Num mundo e numa sociedade movida pela produtividade, eficiência e metas cada vez mais ambiciosas, muitas vezes negligenciamos algo que é fundamental para o nosso bem-estar: a inutilidade. Ou será que deveríamos falar da utilidade do inútil?
Valorizamos o sucesso e a realização constante de tarefas úteis e atividades de valorização pessoal. Mais um desporto, mais uma formação, mais um livro, mais investimento em desenvolvimento pessoal… uma infinitude de coisas. Valorizamos a otimização do tempo, mas o paradoxo reside no facto de ser exatamente este estilo de vida que penaliza a nossa saúde mental.

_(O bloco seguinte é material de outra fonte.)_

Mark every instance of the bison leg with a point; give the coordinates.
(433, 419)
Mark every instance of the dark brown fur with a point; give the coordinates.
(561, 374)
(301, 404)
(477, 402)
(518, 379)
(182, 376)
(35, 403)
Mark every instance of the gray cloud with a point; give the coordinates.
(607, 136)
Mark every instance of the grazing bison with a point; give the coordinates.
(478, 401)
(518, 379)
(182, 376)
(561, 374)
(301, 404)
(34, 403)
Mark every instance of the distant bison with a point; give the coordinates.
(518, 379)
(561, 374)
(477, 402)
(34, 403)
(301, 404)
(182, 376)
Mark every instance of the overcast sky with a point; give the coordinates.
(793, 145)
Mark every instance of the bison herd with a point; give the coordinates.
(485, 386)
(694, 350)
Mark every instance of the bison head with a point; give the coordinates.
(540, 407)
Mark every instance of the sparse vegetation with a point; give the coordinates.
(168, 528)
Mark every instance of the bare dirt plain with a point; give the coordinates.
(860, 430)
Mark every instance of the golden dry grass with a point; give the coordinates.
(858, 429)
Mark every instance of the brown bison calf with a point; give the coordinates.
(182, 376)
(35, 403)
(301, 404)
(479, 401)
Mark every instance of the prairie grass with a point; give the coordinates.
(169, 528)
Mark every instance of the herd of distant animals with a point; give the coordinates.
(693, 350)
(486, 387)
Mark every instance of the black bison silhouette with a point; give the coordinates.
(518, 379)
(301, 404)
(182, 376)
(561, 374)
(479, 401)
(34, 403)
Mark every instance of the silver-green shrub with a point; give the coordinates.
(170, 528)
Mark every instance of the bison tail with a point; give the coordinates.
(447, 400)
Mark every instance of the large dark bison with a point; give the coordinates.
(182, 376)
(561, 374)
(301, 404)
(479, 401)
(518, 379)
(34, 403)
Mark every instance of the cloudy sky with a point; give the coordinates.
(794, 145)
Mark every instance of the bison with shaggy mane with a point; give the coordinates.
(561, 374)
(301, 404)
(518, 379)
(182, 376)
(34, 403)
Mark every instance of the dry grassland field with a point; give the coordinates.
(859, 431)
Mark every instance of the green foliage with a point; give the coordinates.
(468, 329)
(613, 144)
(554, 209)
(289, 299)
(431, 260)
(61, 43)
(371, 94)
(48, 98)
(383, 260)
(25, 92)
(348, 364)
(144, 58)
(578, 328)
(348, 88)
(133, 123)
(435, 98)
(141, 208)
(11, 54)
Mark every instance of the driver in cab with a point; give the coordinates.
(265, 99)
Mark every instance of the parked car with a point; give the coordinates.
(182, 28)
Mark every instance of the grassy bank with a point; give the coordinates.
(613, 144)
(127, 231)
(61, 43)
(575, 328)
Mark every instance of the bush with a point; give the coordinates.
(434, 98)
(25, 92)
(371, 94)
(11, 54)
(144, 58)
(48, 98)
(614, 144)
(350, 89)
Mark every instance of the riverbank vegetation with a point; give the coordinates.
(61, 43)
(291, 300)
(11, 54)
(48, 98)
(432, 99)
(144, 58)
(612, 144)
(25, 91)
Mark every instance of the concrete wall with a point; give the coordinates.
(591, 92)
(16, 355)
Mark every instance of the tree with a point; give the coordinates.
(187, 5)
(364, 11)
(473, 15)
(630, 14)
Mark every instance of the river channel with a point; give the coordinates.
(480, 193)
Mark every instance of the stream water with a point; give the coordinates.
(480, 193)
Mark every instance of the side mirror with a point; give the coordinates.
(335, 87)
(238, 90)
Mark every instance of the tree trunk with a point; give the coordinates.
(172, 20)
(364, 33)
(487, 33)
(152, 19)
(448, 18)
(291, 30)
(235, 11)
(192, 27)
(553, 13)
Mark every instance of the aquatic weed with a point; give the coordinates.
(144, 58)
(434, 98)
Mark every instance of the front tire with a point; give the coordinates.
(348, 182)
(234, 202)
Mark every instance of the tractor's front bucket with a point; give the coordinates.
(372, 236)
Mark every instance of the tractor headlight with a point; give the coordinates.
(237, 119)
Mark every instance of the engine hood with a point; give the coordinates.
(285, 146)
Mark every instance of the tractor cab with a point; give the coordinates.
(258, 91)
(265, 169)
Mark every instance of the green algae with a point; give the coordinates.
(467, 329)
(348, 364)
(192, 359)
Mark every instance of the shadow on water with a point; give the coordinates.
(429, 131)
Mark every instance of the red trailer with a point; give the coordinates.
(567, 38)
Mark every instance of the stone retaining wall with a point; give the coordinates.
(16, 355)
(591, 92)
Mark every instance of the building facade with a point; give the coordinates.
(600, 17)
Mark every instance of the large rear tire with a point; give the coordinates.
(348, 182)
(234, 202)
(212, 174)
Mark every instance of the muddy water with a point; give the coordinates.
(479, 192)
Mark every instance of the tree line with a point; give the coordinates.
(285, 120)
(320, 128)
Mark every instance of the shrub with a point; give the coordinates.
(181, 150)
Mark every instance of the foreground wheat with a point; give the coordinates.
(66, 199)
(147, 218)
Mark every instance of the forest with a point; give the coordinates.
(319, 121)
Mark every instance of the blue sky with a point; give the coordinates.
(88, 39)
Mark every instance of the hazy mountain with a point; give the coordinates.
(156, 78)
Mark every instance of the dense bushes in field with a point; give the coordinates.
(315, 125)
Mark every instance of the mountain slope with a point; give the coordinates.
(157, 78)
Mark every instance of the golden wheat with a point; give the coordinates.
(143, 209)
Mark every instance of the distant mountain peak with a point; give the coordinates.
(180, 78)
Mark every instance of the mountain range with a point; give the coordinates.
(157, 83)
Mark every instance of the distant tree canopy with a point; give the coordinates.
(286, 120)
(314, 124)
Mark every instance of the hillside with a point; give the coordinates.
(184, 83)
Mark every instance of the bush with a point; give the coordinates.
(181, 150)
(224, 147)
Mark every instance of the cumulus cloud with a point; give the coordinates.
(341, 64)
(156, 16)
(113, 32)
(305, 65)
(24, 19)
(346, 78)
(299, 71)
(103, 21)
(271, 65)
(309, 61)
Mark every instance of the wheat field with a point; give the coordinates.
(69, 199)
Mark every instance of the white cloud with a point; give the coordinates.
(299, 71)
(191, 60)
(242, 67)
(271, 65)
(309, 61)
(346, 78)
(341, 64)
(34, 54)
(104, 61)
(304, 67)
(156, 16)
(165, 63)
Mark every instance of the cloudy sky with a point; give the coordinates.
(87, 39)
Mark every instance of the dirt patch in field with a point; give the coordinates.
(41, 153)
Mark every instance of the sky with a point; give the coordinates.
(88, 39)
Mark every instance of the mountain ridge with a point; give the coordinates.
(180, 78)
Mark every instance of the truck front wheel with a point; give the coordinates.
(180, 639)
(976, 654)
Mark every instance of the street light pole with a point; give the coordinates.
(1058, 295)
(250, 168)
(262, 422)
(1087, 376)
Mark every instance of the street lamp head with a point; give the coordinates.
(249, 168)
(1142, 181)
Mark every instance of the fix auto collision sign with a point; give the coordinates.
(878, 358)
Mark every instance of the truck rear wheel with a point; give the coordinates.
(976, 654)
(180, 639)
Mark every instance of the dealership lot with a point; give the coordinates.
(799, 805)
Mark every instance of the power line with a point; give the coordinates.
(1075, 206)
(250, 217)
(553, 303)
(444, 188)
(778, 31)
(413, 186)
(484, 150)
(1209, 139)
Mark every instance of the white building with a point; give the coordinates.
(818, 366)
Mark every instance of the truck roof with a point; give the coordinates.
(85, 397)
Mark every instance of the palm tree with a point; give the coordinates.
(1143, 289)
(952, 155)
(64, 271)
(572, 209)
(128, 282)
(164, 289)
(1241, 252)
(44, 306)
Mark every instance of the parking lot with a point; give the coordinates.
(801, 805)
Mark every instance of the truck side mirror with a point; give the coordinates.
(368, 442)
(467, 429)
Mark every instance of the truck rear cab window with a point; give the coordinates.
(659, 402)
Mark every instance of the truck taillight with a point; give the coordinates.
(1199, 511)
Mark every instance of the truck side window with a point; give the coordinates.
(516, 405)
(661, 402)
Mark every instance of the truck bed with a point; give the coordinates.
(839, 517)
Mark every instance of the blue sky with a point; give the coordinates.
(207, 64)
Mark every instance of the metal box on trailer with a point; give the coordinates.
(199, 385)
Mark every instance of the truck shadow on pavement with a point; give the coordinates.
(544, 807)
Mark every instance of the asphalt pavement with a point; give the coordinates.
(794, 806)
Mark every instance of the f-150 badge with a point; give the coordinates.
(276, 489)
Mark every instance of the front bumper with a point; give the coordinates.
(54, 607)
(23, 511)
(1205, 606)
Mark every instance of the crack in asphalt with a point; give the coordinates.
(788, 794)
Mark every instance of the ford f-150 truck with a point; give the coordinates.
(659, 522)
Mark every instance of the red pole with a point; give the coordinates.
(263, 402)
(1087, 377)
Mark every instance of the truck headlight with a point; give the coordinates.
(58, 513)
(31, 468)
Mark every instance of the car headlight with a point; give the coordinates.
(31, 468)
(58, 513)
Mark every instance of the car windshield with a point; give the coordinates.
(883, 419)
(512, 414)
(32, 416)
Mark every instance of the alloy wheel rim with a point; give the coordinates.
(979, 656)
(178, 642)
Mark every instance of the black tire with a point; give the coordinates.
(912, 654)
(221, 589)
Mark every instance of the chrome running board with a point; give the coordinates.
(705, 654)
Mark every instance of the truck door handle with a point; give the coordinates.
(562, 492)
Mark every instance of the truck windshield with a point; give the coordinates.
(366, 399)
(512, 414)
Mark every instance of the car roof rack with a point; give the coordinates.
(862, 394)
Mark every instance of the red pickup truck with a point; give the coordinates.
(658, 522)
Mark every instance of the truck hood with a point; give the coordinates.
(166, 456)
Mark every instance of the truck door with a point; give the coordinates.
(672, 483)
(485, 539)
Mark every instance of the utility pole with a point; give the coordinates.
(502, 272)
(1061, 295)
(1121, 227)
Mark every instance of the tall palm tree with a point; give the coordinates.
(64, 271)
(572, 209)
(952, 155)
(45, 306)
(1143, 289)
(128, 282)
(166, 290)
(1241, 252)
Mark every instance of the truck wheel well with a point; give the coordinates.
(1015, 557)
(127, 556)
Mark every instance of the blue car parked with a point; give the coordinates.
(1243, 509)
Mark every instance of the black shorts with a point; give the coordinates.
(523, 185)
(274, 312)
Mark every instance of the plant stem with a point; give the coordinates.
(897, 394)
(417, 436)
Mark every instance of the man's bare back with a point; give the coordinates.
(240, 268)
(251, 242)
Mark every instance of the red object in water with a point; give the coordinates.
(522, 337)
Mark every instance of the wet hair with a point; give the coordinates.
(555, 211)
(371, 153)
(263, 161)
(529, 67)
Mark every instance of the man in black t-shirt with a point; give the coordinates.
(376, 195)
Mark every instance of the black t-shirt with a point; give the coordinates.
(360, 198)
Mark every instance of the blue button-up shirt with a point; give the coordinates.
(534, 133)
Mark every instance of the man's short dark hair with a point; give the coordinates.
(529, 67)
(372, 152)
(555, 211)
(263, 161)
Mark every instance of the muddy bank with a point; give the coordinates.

A busca incessante pela produtividade é uma caraterística da sociedade moderna. O tempo é um recurso valioso, e muitos de nós acreditam que cada minuto deve ser gasto de maneira útil e eficiente. No entanto, essa obsessão pela produtividade tem um custo significativo para a nossa saúde mental. A constante pressão de cumprir metas e prazos leva ao stress e ansiedade, contribuindo para uma sociedade cada vez mais infeliz.
Em contrapartida, valorizar o “nada” (ou seja, fazer coisas que parecem não ter propósito) pode ser extremamente benéfico. Essas atividades inúteis podem incluir beber um chá, observar as nuvens ou simplesmente sentar-se em silêncio sem pensar em nada em particular. O valor dessas experiências reside na oportunidade de desconectar-se das pressões do quotidiano.
Fazer coisas inúteis não é um desperdício de tempo, é uma forma de recarregar a mente. Quando nos permitimos desacelerar e não nos preocuparmos com a eficácia das nossas ações, damos ao nosso cérebro um merecido descanso. Isto ajuda a reduzir a ansiedade, além de melhorar a nossa capacidade de concentração e criatividade
Atividades inúteis também podem servir como um terreno fértil para a criatividade e a inspiração. Grandes pensadores ao longo da história encontraram insights valiosos quando menos esperavam. Einstein, por exemplo, relatou que as suas melhores ideias surgiram durante longas caminhadas sem um propósito específico. A desconexão intencional permite que a nossa mente vagueie e faça conexões improváveis, alimentando a nossa imaginação.
A saúde mental não se limita apenas a evitar a ansiedade, também envolve a construção de resiliência mental. A capacidade de lidar com desafios e contratempos é crucial e o tempo gasto em atividades inúteis ajuda a desenvolver essa resiliência. Quando nos acostumamos a abraçar o “nada”, aprendemos a aceitar o inesperado e a viver o presente, em vez de nos prendermos ao futuro.
Está na altura de interrompermos este ciclo e entrarmos em contracorrente em relação aos discursos motivacionais que nos dizem que devemos fazer mais, devemos praticar mais desporto, ler mais, ser mais produtivos, que nos ensinam como nos alimentarmos melhor, arrumar melhor a casa, cozinhar melhor ou comprar melhor. Chegou a hora de reservarmos tempo para atividades “inúteis”, já que elas são essenciais para manter o equilíbrio entre o dever e o prazer. Reservar tempo para atividades inúteis não é desperdício, é investimento na nossa saúde mental e no nosso bem-estar.